I saw this walking out of my night class on The Biology of Brain and Behaviour. The light reflecting off the open architecture, setting sun, and lone chair passed through my cornea and projected onto my retinas. My cones then converted these photons into chemical energy which excited my ganglion cells. These in turn caused action potentials that traveled down my two optic nerves to converge, and cross, at the optic chiasm. The right side of the scene traveled to my left occipital lobe and the left side of the scene traveled to my right occipital lobe. This information then projected through the laternal geniculate nuclei and onto my primary visual cortex.

Once a conscious image was formed the electrical signals quickly spread along two separate pathways. The ventral stream leading to the temporal lobe allowed me to recognize the colour of the sunset, name the building, and decide the funny thing with four legs was called a chair. The dorsal stream leading to the parietal lobe allowed me to perceive the motion of the clouds, interpret the motion of my own body, and walk over to pick up the chair. Placing it like it is seen here.

After integrating all of this information yet another set of signals reached my prefrontal cortex where I began planning the shot. Once I had a firm idea of how I wanted it to look this information traveled back along the top of my head through the premotor cortex, which sequenced my actions, and then moved on to the primary motor cotex.
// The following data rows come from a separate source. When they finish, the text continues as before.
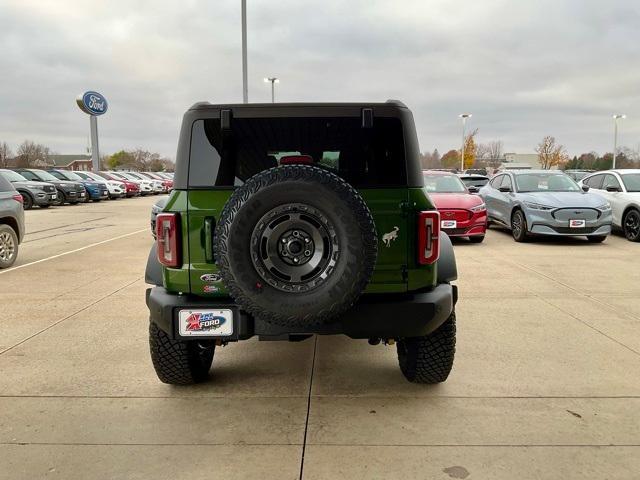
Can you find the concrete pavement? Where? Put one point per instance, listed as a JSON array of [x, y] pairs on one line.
[[545, 383]]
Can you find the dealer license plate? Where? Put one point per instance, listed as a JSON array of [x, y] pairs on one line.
[[194, 323], [577, 223], [448, 224]]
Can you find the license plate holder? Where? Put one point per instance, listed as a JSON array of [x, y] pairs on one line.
[[209, 322], [577, 223], [448, 224]]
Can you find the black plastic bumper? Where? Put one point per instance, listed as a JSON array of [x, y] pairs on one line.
[[374, 316]]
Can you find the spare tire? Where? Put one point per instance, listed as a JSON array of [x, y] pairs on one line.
[[295, 245]]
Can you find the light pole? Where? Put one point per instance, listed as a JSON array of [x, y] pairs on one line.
[[464, 117], [245, 88], [616, 117], [273, 81]]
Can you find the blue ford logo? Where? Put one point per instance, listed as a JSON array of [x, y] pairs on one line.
[[92, 103]]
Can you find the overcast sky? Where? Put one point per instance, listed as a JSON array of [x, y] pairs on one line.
[[525, 68]]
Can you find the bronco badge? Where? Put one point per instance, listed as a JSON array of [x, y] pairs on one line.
[[210, 277], [387, 238]]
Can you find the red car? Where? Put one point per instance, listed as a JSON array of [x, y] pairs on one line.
[[462, 214]]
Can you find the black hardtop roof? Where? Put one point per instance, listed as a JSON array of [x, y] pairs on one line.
[[279, 106]]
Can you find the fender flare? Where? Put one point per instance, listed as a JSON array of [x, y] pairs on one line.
[[153, 272], [447, 270]]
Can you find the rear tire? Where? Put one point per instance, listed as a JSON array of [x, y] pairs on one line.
[[8, 246], [519, 226], [429, 359], [27, 201], [179, 362], [60, 198], [296, 246], [596, 239]]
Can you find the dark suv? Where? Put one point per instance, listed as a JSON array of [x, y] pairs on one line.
[[67, 192], [290, 220], [11, 223], [33, 193]]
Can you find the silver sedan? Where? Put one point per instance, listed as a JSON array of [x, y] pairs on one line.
[[545, 202]]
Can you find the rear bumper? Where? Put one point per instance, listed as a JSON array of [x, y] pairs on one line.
[[374, 316]]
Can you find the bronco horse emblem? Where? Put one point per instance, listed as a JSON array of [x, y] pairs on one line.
[[387, 238]]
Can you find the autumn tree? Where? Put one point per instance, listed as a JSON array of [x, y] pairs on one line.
[[5, 154], [430, 160], [550, 153], [451, 159]]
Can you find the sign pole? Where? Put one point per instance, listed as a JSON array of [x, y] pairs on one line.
[[95, 152]]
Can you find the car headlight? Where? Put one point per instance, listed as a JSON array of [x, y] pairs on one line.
[[537, 206]]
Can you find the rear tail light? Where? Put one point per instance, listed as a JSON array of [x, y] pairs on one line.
[[428, 237], [167, 234]]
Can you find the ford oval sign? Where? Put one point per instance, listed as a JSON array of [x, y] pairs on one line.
[[92, 103]]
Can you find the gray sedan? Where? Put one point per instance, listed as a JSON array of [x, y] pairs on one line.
[[544, 202]]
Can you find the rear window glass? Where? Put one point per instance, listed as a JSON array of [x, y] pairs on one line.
[[362, 156], [5, 185]]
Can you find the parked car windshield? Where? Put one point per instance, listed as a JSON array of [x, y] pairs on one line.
[[12, 176], [631, 181], [71, 176], [46, 176], [443, 184], [545, 182], [475, 181]]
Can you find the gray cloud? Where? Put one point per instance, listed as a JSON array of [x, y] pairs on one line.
[[525, 69]]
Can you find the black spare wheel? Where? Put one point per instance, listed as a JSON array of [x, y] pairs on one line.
[[295, 245]]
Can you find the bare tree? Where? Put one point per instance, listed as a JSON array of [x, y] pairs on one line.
[[489, 154], [31, 154], [5, 154], [550, 153]]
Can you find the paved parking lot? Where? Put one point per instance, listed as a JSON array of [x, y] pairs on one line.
[[546, 383]]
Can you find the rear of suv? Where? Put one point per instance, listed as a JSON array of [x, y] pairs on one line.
[[11, 223], [290, 220]]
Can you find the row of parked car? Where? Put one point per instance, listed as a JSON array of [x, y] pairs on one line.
[[538, 202], [44, 188], [24, 188]]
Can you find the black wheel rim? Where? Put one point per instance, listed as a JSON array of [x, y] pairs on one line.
[[294, 247], [632, 225], [7, 247], [517, 225]]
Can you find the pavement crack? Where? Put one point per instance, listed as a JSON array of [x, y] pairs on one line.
[[67, 317], [306, 423]]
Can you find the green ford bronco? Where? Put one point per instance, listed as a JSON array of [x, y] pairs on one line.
[[289, 220]]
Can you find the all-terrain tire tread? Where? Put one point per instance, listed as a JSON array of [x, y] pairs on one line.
[[429, 359], [176, 362], [309, 174]]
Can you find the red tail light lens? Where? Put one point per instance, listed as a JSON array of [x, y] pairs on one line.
[[167, 234], [428, 237]]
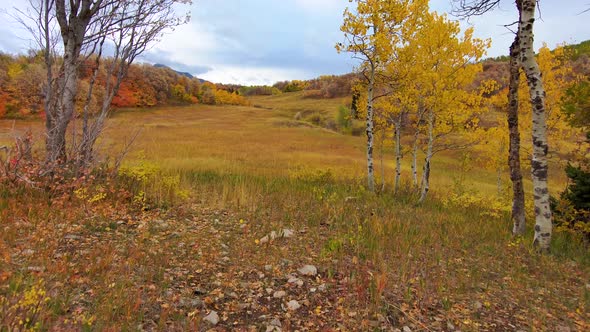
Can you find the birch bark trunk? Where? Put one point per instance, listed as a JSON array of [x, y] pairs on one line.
[[539, 167], [398, 152], [518, 206], [430, 147], [370, 130]]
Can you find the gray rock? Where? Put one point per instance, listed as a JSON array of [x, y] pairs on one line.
[[295, 280], [293, 305], [279, 294], [276, 322], [212, 318], [287, 233], [308, 270]]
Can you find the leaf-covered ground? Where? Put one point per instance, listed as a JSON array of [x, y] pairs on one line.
[[81, 261], [199, 268]]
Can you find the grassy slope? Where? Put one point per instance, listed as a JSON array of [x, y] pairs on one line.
[[383, 258]]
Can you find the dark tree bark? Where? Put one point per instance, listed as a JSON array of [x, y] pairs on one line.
[[518, 206]]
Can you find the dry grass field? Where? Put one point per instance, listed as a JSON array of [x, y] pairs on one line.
[[209, 183]]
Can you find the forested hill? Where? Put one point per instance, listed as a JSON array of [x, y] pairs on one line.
[[22, 80], [22, 77]]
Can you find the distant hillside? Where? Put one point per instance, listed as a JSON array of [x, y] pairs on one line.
[[183, 73]]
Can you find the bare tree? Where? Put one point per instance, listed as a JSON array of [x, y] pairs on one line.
[[80, 29]]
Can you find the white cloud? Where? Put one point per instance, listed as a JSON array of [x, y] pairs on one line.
[[320, 5], [251, 75]]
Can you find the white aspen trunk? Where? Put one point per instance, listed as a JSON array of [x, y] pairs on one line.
[[415, 161], [370, 130], [539, 167], [429, 151], [382, 164], [518, 204], [398, 152]]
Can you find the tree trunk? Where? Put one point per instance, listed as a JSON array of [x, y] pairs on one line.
[[518, 207], [539, 167], [370, 131], [429, 151], [398, 151], [381, 156]]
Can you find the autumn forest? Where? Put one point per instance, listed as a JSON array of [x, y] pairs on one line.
[[431, 188]]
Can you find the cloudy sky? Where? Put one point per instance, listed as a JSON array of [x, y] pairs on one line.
[[264, 41]]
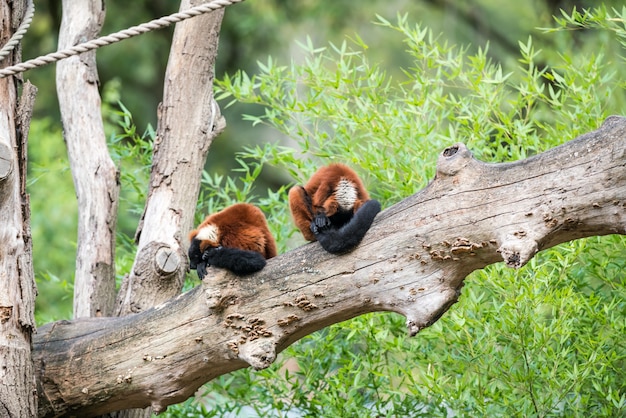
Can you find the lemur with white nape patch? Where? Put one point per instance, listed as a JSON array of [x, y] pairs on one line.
[[237, 238], [333, 208]]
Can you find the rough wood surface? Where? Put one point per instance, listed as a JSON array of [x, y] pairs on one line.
[[413, 261], [96, 179], [17, 282]]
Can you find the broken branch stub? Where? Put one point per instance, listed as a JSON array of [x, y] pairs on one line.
[[412, 261]]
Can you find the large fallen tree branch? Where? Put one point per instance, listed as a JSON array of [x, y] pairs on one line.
[[413, 261]]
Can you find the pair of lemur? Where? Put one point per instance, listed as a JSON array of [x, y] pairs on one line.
[[333, 208]]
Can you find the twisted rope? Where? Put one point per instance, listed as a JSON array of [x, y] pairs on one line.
[[19, 34], [116, 37]]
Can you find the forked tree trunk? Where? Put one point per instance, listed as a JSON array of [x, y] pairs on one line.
[[413, 261], [189, 120], [17, 283], [96, 179]]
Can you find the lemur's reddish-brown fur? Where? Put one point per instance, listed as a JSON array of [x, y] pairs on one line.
[[242, 226], [319, 195]]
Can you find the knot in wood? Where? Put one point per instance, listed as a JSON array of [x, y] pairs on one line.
[[453, 159]]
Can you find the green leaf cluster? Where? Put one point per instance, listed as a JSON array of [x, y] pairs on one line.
[[545, 340]]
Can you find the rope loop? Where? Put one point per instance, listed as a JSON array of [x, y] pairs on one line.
[[108, 39]]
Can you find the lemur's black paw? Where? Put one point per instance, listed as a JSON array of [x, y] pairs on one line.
[[210, 252], [201, 270]]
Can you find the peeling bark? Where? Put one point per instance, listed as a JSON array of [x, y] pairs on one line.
[[96, 178], [189, 120], [413, 261], [17, 282]]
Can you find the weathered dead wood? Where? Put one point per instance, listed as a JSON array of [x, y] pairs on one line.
[[189, 120], [413, 261], [96, 178], [17, 281]]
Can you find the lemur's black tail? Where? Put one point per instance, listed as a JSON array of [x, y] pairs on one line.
[[346, 238]]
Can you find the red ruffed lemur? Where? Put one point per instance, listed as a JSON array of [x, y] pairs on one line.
[[236, 238], [333, 208]]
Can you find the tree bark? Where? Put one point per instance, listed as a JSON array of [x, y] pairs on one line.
[[180, 152], [96, 178], [413, 261], [17, 283], [189, 120]]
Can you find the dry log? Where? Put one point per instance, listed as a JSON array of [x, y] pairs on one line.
[[413, 261]]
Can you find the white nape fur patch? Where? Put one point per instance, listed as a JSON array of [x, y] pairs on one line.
[[208, 233], [345, 194]]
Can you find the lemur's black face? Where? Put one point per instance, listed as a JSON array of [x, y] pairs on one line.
[[195, 255]]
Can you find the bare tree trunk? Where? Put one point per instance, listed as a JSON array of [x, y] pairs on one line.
[[17, 284], [412, 261], [189, 120], [95, 176]]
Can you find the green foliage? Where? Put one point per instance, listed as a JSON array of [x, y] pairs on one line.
[[545, 340]]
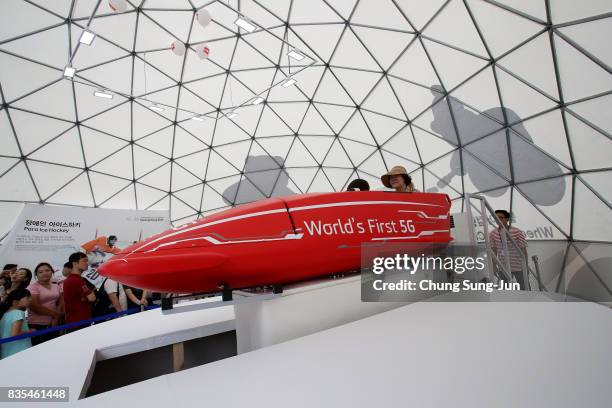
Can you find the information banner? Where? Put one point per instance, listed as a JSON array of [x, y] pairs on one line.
[[44, 233]]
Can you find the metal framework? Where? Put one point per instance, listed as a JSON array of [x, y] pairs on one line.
[[364, 102]]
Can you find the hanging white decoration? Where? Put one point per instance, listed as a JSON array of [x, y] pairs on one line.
[[203, 17], [203, 51], [118, 6], [178, 48]]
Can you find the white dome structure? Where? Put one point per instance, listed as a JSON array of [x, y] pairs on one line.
[[508, 98]]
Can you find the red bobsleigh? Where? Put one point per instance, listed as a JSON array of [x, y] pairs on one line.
[[279, 240]]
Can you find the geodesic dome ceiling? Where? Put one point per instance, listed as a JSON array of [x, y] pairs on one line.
[[509, 98]]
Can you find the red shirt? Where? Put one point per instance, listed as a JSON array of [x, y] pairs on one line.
[[75, 299]]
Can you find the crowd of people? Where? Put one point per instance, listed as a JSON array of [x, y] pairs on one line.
[[48, 301]]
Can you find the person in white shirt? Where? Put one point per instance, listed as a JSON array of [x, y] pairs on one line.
[[116, 295]]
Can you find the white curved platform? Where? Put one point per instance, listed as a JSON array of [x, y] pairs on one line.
[[429, 354], [68, 361]]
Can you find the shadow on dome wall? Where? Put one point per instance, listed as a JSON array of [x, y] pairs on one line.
[[264, 177], [528, 162]]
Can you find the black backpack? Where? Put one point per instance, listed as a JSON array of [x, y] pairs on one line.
[[102, 305]]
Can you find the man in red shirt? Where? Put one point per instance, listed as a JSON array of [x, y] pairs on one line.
[[78, 298]]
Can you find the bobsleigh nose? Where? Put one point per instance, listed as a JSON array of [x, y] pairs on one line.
[[166, 271]]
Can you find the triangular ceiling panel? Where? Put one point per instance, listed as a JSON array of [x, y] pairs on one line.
[[33, 131], [540, 75], [17, 184], [50, 177], [453, 26], [77, 192], [65, 149]]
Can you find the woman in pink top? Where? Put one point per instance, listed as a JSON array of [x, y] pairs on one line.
[[47, 305]]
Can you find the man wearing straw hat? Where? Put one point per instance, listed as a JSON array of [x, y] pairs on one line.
[[398, 179]]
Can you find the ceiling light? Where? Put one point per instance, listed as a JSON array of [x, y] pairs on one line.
[[156, 108], [69, 72], [295, 55], [100, 93], [288, 82], [245, 24], [87, 37]]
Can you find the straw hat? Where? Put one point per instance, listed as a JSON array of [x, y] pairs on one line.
[[396, 170]]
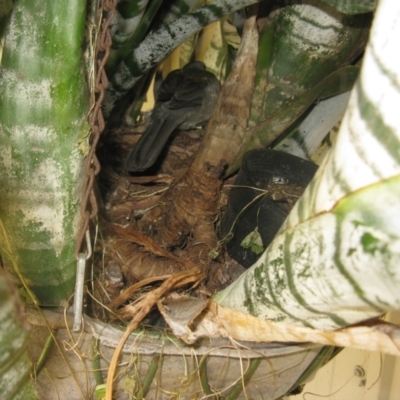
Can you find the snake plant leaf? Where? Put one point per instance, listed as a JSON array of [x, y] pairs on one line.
[[219, 56], [307, 136], [43, 107], [158, 45], [300, 45], [15, 366], [128, 27], [253, 241], [336, 258], [352, 6], [263, 134]]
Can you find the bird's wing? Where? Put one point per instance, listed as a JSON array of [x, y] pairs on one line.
[[190, 93], [169, 86]]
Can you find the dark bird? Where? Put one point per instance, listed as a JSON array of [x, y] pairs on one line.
[[186, 99]]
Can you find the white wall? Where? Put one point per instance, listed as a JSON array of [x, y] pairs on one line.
[[338, 379]]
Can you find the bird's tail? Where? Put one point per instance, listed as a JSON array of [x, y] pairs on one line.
[[150, 145]]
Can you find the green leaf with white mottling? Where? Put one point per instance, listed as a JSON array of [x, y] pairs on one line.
[[219, 55], [336, 259], [300, 45], [15, 366], [263, 134], [305, 138], [352, 6], [158, 45], [43, 107]]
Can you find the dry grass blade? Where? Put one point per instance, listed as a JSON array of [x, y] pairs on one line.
[[145, 241], [142, 307]]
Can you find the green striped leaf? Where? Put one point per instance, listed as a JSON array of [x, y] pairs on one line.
[[158, 45], [352, 6], [15, 366], [336, 259], [43, 108]]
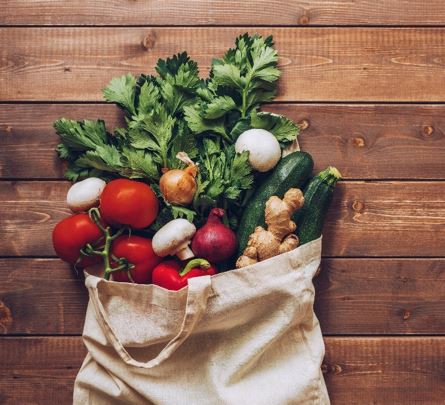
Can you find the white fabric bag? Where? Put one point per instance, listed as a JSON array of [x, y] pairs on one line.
[[247, 336]]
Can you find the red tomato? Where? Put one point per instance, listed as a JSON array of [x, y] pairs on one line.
[[72, 234], [128, 202], [137, 251]]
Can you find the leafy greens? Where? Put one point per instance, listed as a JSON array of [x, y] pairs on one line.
[[178, 111]]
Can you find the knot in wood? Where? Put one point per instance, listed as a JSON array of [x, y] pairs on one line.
[[406, 315], [304, 19], [428, 130], [5, 318], [336, 369], [149, 41], [359, 141], [303, 124], [358, 206]]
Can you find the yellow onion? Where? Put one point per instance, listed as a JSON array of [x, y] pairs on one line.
[[178, 186]]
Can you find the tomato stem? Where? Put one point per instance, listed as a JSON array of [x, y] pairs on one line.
[[105, 252]]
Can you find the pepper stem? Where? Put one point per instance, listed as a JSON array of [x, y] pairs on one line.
[[202, 263]]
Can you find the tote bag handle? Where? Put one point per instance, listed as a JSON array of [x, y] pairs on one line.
[[198, 292]]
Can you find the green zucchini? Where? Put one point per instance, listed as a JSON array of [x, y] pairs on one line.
[[292, 171], [317, 198]]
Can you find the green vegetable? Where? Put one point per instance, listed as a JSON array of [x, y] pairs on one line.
[[153, 108], [177, 111], [317, 198], [292, 171], [240, 82]]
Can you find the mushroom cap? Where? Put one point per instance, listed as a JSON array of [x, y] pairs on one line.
[[264, 149], [85, 194], [172, 236]]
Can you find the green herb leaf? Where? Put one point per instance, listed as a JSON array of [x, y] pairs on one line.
[[284, 129], [218, 107]]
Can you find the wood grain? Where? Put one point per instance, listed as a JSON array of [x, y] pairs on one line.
[[366, 218], [40, 296], [385, 370], [318, 64], [353, 296], [363, 141], [357, 370], [221, 12], [381, 296]]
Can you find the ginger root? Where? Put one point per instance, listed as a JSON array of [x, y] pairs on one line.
[[279, 237]]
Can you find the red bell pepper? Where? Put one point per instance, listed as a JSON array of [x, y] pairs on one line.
[[168, 274]]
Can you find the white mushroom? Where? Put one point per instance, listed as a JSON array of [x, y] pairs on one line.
[[85, 194], [174, 239], [264, 149]]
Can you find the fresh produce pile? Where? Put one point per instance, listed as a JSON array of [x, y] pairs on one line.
[[188, 186]]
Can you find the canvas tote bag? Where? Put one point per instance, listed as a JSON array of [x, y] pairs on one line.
[[246, 336]]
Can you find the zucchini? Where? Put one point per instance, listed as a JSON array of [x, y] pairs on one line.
[[317, 198], [292, 171]]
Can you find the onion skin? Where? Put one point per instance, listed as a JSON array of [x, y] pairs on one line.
[[178, 186], [215, 241]]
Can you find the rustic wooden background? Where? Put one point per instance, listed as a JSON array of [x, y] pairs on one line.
[[368, 76]]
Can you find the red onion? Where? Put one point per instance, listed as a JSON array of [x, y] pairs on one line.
[[215, 241]]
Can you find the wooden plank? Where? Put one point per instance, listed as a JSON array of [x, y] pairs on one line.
[[221, 12], [353, 296], [41, 296], [385, 370], [357, 370], [381, 296], [25, 127], [318, 64], [366, 218], [363, 141]]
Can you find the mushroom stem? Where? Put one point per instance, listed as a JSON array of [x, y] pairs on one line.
[[184, 252]]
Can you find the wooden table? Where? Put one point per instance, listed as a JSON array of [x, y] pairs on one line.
[[368, 76]]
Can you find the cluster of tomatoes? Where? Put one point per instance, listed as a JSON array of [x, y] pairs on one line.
[[104, 235], [123, 203]]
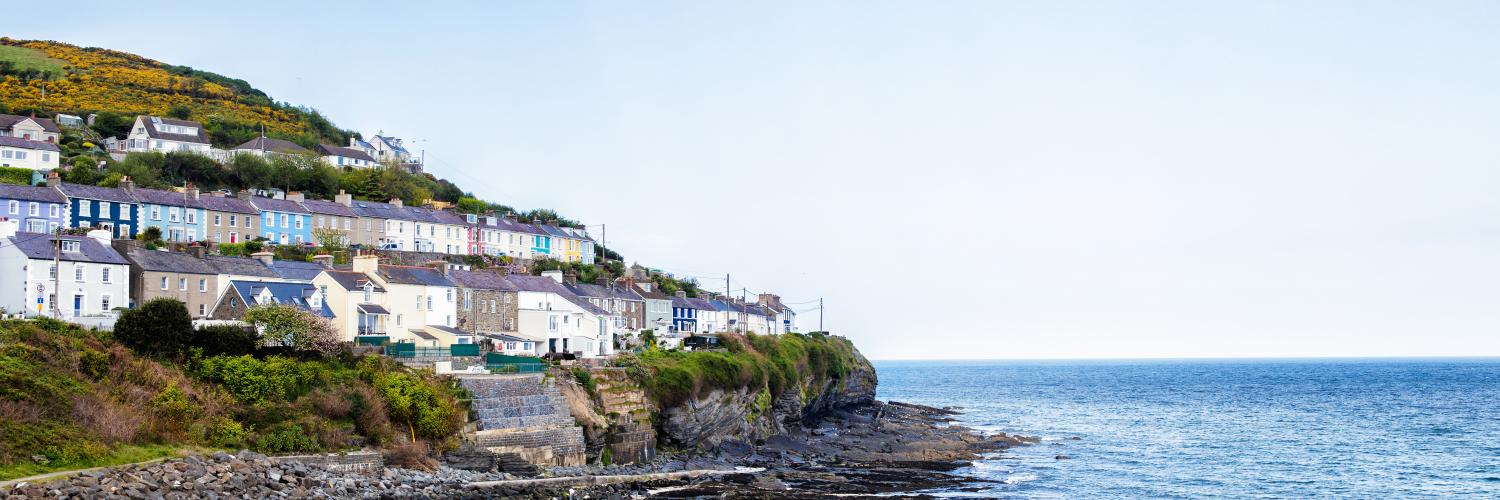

This resulted in me removing my camera from my bag, removing the lens cap, turning on my camera, focusing and composing this shot, taking a meter reading, adjusting the aperature, then depressing the shutter. Of course it takes both hemispheres to do this, the right to control my left hand and the left to control my right hand.

The information processing required to take this shot (in an oversimplified manner described above) takes me three paragraphs to describe, over six minutes to compose and type, and about three minutes to edit. Here’s the real kicker; it only takes thirty seconds to perform. We use many words to describe the human brain, all of which are a byproduct of having such an unusually large one, but maybe the most appropriate adjective ever used is simply:

MAGICAL.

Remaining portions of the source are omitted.